MEO 0.00% 0.0¢ meo australia limited

md performance, page-7

  1. 10 Posts.
    A review of the meo annual directors reports and statutory accounts yields the following:

    Executive remuneration arrangements
    2008
    Competitive rewards are set to attract high calibre executives
    Executive rewards are linked to shareholder value
    A significant portion of executive remuneration is dependent upon meeting pre-determined performance benchmarks; and
    Appropriate performance hurdles are established in relation to variable executive remuneration.

    2009 & 2010
    Reward executives for individual performance against targets set by reference to appropriate benchmarks
    Align the interests of executives with those of shareholders
    Link reward with the strategic goals and performance of the Company; and
    Ensure total remuneration is competitive by market standards.

    2011
    Offer competitive remuneration benchmarked against the external market to attract high calibre executives
    Where appropriate, provide executive rewards linked to shareholder value; and
    Encourage non-executive directors to hold shares in the Company through a Share Savings Plan.

    2012 & 2013
    Ensure total remuneration is competitive by market standards
    Reward executive for exceptional individual performance; and
    Align interests of executive with those of shareholders.

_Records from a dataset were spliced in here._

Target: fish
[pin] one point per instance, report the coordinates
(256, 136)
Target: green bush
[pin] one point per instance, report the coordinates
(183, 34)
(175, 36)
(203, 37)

    What is Jürgen Hendrich actually being paid?
    FY08/09 Salary A$375k + super + A$250k sign on payment (May 2008)
    FY09/10 Salary A$400k + super
    FY10/11 Salary A$420k + super + A$150k STI
    FY11/12 Salary A$454k + super (= A$495k incl super) + A$125k STI
    FY12/13 Salary A$468k + super (= A$510k incl super)
    FY13/14 Salary A$468k + super (= A$510k incl super)
    Source: meo annual directors report and statutory accounts

    Jürgen Hendrich’s annual base salary has increased +24.8% over the same period as shareholder returns have declined -80.7%.
    Additionally, during his tenure as CEO/MD Jürgen Hendrich has been paid A$275k in STI.

    There is a substantial disconnect between Mr Hendrich’s actual performance as CEO/MD and his actual remuneration versus the company’s stated remuneration intent of executive rewards being linked to exceptional individual performance, shareholder value and alignment of executive interests with those of shareholders. How does the board account for these disconnects?